IREF - Institute for Research in Economic and Fiscal issues
Fiscal competition and economic freedom
A merger between the German conglomerate Siemens and French rail firm Alstom was blocked by the European Commission at the beginning of February over concerns that the new European rail giant would raise costs to consumers and stifle competition in transport. Less than two weeks later, the German and French governments published an “industrial manifesto” to rewrite EU competition rules to allow for industrial champions that Europe would be able to leverage on the global stage. Economists, including Nobel-Prize Winner Jean Tirole, were quick to decry the blatant politicisation of antitrust policy. Regardless of what one believes about the Commission’s particular actions in the Siemens-Alstom case, it should be readily apparent that it is too late to protect antitrust from political concerns. The speed of German and French actions to decry domestic competition enforcement, combined with their support of action against foreign firms, betrays the inherently political nature of European antitrust.
The new German-French initiative to reform calls for analysis to focus on global rather than European markets when evaluating concentration, “massive investment in innovation”, and protection for European technologies. Beyond these moves towards state-directed investment and protectionism, they also propose that member states be given the right to override the Commission’s decisions. It is no surprise that Tirole and others are angered by the level of influence politicians are seeking over antitrust, which is meant to remain apolitical and evidence-based. But this ideal view of policy deviates significantly from reality, especially in the recent European context. Member states, at least the influential ones like Germany and France, have come to expect competition enforcement to play in their favour. Learning that Margarethe Vestager is able to act independently of their interests has motivated them to formalise the rules that were informally being acted upon.
French Minister of the Economy and Finance, Bruno Le Maire, in defending the reform commented that “Sometimes there is nothing more stupid than European rules.” The hilarity of this view is the French championing of repeated antitrust measures against American tech giants, such as Google, who were only found guilty of competition violations under European rules. Combined with France’s enactment of a digital tax, which almost exclusively impacts foreign firms, it is clear that competition policy is only viewed as “stupid” for failing to be protectionist enough.
European competition policy is notoriously vague and open-ended in terms of its ambitions, seeking to promote competition-as-such, and often being a narrow field limited to specialised experts. The opaqueness of European competition policy enables its easy co-opting by political interests, especially when compared to the American model of enforcement. While the American evolution of antitrust was historically more political, it developed into something well-defined and goal directed, a model Europe attempted to copy, but with wide exemptions for its state-actors. The American consumer welfare standard, in contrast to the European defence of competition more broadly, depoliticises antitrust by focussing on consumers. This focus limits the ability for political interference, which has in recent years frustrated those in the US who aim to turn antitrust policy a vehicle for their political ambitions.
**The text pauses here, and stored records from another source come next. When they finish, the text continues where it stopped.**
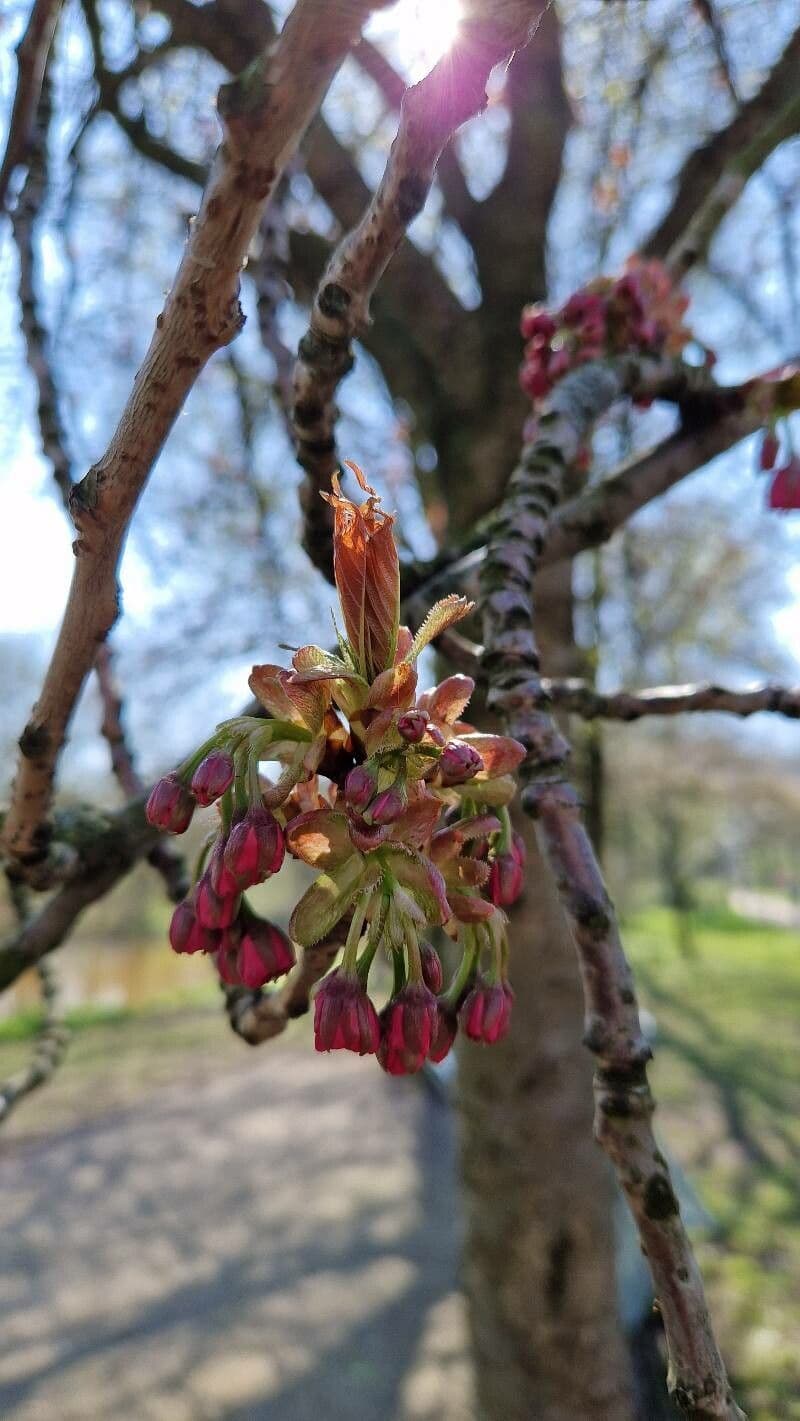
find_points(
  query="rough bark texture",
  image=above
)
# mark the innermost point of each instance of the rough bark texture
(265, 114)
(539, 1242)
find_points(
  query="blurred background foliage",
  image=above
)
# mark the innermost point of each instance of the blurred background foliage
(698, 819)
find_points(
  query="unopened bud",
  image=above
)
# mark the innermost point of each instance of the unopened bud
(186, 934)
(255, 847)
(212, 777)
(360, 786)
(169, 806)
(459, 762)
(412, 725)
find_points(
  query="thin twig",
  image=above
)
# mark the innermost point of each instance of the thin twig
(613, 1030)
(706, 165)
(257, 1016)
(31, 61)
(265, 114)
(431, 114)
(54, 442)
(631, 705)
(51, 1042)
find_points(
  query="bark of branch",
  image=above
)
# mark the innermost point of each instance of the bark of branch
(51, 1043)
(613, 1030)
(431, 114)
(583, 699)
(257, 1016)
(31, 61)
(706, 165)
(265, 114)
(694, 243)
(712, 425)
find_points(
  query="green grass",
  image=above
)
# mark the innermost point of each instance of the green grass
(726, 1076)
(725, 1073)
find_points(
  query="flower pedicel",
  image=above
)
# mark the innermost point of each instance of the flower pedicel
(395, 802)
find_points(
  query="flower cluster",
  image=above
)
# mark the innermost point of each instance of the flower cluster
(785, 483)
(640, 310)
(395, 802)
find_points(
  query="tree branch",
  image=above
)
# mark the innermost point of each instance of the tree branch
(694, 243)
(580, 698)
(51, 1043)
(265, 114)
(257, 1016)
(31, 61)
(706, 165)
(613, 1030)
(101, 851)
(431, 112)
(712, 425)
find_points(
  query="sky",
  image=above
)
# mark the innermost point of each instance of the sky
(36, 557)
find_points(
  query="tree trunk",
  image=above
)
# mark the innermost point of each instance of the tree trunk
(539, 1259)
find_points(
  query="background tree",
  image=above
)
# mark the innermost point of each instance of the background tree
(608, 132)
That many of these frustrated groups look to Europe as a reminder of what politically-motivated antitrust can look like is no accident. That it is politicians, and not a popular movement, asking for change is similarly indicative. A lack of transparency and clear vision for European competition policy narrows the field of relevant actors and stakeholders, and grants them each more power over the ends to which competition policy is directed.
At the heart of the anger by politicians over the merger decision is Europe’s lagging behind the United States, Canada, and China in key sectors of innovation. In 5G technology, the United States leads in deployment, while Chinese firms dominate the supply-side. In artificial intelligence, the United Kingdom, which is still in the process of leaving the EU, is the only European nation producing research and start ups on par with global leaders. The General Data Protection Regulation (GDPR), whose costs have been apparent since soon after its launch, has only continued to consolidate European markets by being cost-prohibitive for smaller entrants and making companies more risk-averse in data-driven innovation.
Whereas European politicians could focus on encouraging domestic innovation and freeing companies from the burden of excessive red-tape, they have instead taken to targeting foreign firms that have benefitted from more innovation friendly environments. That antitrust would be a vehicle for this is no surprise given its global impact. Just as with GDPR, which has effectively become a standard for companies operating in less well-defined privacy regimes, antitrust decisions against foreign firms impact their decisions even outside Europe. The ability to continue to target them, while exempting domestic firms, would allow European regulators more freedom to tinker with domestic markets, free from the worries of foreign competition.
Critics of the reform have focussed on how the recent German and French actions will affect the credibility of the Commission to effectively enforce decisions. The attitudes developing towards innovation, most notably in France, reveal that credibility is no longer of major concern. France has decided to move forward with digital taxation even as German officials worry about American retaliation. After fining Google for a third antitrust violation, they were warned of more to come. To say that enforcement has been free from politics till now simply does not stand up to scrutiny.